1. ## Can't seem to finish this length of graph problem

I need help to finish finding the length of the graph of $y=\frac{1}{3}x^{\frac{3}{2}}-x^{\frac{1}{2}}$ from $(1,-\frac{2}{3}})$ to ${4,\frac{2}{3})$.

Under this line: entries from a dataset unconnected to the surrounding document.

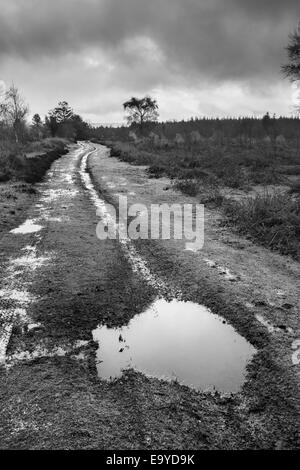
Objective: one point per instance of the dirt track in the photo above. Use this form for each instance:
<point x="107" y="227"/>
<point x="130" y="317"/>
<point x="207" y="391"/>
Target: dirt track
<point x="60" y="282"/>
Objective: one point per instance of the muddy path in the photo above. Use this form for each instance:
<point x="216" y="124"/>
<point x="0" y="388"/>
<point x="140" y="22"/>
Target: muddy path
<point x="59" y="283"/>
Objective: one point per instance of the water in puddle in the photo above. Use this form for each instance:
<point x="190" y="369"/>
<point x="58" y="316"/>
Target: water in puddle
<point x="176" y="340"/>
<point x="29" y="226"/>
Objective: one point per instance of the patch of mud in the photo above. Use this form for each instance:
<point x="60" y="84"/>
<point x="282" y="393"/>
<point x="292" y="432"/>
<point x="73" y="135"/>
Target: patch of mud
<point x="179" y="341"/>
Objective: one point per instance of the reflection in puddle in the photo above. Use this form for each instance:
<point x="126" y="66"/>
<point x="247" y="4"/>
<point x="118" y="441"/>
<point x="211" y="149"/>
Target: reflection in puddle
<point x="176" y="340"/>
<point x="29" y="226"/>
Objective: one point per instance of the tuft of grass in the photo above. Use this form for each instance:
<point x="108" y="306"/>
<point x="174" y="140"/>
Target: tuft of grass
<point x="29" y="163"/>
<point x="271" y="219"/>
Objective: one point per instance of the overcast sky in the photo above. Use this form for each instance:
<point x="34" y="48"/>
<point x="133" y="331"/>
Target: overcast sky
<point x="196" y="57"/>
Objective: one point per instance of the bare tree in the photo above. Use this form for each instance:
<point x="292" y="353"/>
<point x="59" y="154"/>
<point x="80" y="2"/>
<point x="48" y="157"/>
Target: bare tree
<point x="13" y="110"/>
<point x="141" y="111"/>
<point x="292" y="69"/>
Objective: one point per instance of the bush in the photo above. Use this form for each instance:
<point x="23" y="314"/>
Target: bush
<point x="272" y="219"/>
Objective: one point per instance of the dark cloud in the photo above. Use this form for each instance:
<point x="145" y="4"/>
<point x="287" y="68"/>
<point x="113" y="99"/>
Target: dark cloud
<point x="232" y="39"/>
<point x="96" y="53"/>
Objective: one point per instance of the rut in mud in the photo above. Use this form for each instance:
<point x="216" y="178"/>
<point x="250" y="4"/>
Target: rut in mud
<point x="75" y="311"/>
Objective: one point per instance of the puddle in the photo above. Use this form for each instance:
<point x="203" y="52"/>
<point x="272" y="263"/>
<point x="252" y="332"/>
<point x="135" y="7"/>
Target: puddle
<point x="179" y="341"/>
<point x="29" y="226"/>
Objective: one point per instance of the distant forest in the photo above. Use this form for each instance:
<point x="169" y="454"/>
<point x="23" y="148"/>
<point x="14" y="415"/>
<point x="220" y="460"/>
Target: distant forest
<point x="226" y="128"/>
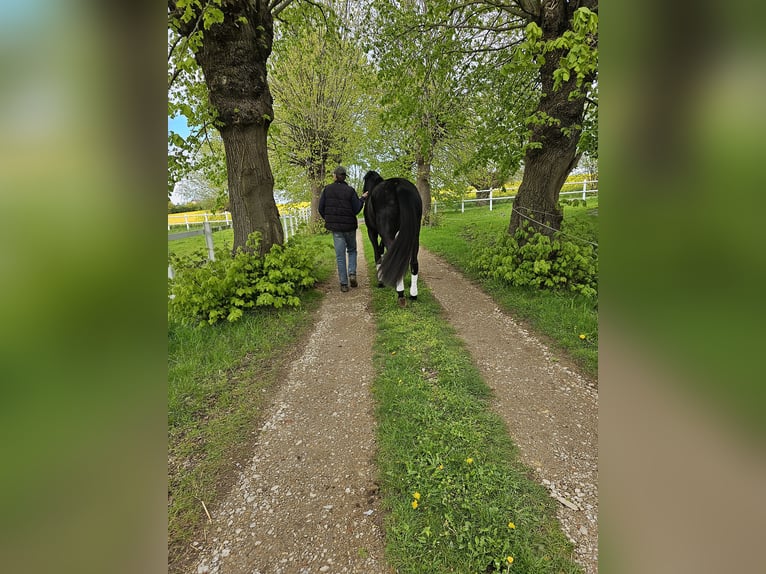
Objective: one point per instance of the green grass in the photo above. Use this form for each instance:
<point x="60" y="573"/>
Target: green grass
<point x="559" y="317"/>
<point x="190" y="245"/>
<point x="438" y="438"/>
<point x="218" y="379"/>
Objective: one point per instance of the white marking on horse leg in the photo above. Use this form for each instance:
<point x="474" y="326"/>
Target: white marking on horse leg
<point x="414" y="286"/>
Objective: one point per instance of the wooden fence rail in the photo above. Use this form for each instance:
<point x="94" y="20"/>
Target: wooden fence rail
<point x="291" y="222"/>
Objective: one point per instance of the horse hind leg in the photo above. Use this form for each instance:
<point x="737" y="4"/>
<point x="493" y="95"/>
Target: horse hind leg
<point x="400" y="292"/>
<point x="413" y="279"/>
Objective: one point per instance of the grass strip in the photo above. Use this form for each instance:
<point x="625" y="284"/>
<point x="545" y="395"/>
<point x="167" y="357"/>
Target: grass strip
<point x="456" y="496"/>
<point x="218" y="380"/>
<point x="561" y="317"/>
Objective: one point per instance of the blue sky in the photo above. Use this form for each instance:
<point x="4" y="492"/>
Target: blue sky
<point x="178" y="125"/>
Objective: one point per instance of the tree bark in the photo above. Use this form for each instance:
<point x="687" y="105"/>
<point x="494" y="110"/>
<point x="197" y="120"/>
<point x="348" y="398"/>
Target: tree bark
<point x="316" y="177"/>
<point x="546" y="167"/>
<point x="423" y="183"/>
<point x="233" y="58"/>
<point x="251" y="186"/>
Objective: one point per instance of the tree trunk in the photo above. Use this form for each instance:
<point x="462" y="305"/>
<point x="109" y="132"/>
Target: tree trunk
<point x="553" y="153"/>
<point x="233" y="58"/>
<point x="251" y="186"/>
<point x="423" y="184"/>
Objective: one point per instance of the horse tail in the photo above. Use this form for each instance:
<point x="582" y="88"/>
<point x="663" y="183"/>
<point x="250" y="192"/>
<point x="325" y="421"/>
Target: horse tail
<point x="406" y="242"/>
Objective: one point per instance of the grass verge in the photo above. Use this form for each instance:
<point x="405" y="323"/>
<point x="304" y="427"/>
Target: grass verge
<point x="218" y="379"/>
<point x="559" y="316"/>
<point x="457" y="497"/>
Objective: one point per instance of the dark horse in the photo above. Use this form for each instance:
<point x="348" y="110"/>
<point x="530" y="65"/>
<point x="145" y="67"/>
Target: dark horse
<point x="392" y="212"/>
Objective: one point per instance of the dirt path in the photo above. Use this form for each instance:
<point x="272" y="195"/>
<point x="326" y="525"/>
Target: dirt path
<point x="550" y="410"/>
<point x="308" y="500"/>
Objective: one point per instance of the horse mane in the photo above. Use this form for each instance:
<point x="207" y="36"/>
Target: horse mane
<point x="371" y="179"/>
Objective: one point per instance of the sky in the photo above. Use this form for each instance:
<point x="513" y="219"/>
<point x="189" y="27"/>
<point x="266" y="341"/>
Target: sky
<point x="178" y="125"/>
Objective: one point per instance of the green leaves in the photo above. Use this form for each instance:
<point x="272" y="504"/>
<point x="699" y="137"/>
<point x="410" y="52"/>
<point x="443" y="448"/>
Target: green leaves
<point x="210" y="291"/>
<point x="538" y="261"/>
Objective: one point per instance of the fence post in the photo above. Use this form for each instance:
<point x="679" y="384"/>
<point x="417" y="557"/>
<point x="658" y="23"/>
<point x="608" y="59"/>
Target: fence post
<point x="209" y="240"/>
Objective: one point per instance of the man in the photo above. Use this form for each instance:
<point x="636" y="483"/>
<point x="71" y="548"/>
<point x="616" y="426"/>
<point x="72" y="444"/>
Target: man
<point x="338" y="206"/>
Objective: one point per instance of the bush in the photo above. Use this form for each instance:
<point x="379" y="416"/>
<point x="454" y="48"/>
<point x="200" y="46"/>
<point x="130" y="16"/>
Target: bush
<point x="210" y="291"/>
<point x="536" y="260"/>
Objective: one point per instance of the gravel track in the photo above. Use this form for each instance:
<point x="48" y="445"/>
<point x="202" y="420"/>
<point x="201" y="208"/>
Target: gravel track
<point x="308" y="501"/>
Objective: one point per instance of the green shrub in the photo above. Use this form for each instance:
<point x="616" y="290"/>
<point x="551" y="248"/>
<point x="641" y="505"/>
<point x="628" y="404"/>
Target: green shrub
<point x="210" y="291"/>
<point x="536" y="260"/>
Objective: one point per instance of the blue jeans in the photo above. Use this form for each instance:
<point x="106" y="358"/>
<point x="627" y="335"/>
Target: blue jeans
<point x="345" y="242"/>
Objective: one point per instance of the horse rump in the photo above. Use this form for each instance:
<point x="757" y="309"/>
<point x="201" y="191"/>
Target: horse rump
<point x="394" y="211"/>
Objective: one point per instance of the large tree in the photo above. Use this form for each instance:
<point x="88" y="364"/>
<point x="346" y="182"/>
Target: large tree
<point x="567" y="39"/>
<point x="422" y="81"/>
<point x="317" y="81"/>
<point x="231" y="41"/>
<point x="556" y="41"/>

So far I have: $\frac{ds}{dx}=\sqrt{1+f'^2} = \sqrt{1+(\frac{1}{2}\sqrt{x} - \frac{1}{2}*\frac{1}{\sqrt{x}})^2dx$ $=\frac{1}{2}\sqrt{\frac{(x+1)^2}{x}}$

2. Originally Posted by FLTR
I need help to finish finding the length of the graph of $y=\frac{1}{3}x^{\frac{3}{2}}-x^{\frac{1}{2}}$ from $(1,-\frac{2}{3}})$ to ${4,\frac{2}{3})$
You have,
$y=\frac{1}{3}x^{3/2}-x^{1/2}$
$y'=\frac{1}{3}\cdot \frac{3}{2}x^{1/2}-\frac{1}{2}x^{-1/2}=\frac{1}{2}x^{1/2}-\frac{1}{2}x^{-1/2}$
Now,
$[y']^2=\left( \frac{1}{2}x^{1/2}-\frac{1}{2}x^{-1/2} \right)^2$
Open,
$\frac{1}{4}x-\frac{2}{1}\cdot \frac{1}{2} \cdot \frac{1}{2}\cdot x^{1/2-1/2}+\frac{1}{4}x^{-1}$
Thus,
$\frac{1}{4}x+\frac{1}{4}x^{-1}-\frac{2}{4}$
The next step is to add one,
$\frac{1}{4}x+\frac{1}{4}x^{-1}+\frac{2}{4}$
Thus,
$\int_1^4 \sqrt{\frac{1}{4}x+\frac{1}{4}x^{-1}+\frac{2}{4}}dx$
$\frac{1}{2}\int_1^4 \sqrt{x+\frac{1}{x}+2} dx$
$\frac{1}{2}\int_1^4 \sqrt{\frac{x^2+2x+1}{x}} dx$
You need to make the square,
$
\frac{1}{2}\int_1^4 \sqrt{\frac{(x+1)^2}{x}dx$

Since $x>0$ you make use the rule,
$\sqrt{a/b}=\sqrt{a}/\sqrt{b}$
Thus,
$\frac{1}{2}\int_1^4 \frac{\sqrt{(x+1)^2}}{\sqrt{x}}dx$= $\frac{1}{2}\int_1^4 \frac{|x+1|}{\sqrt{x}}dx$
But, $x>0\to x+1>0$ thus,
$\frac{1}{2}\int_1^4 \frac{x+1}{\sqrt{x}}dx$
Note that the fraction:
$\frac{x+1}{\sqrt{x}}=\frac{x}{ \sqrt{x} }+\frac{1}{ \sqrt{x} }=x^{1/2}+x^{-1/2}$
Finally,
$\frac{1}{2}\int_1^4 x^{1/2}+x^{-1/2}dx$

3. Originally Posted by FLTR
I need help to finish finding the length of the graph of $y=\frac{1}{3}x^{\frac{3}{2}}-x^{\frac{1}{2}}$ from $(1,-\frac{2}{3}})$ to ${4,\frac{2}{3})$.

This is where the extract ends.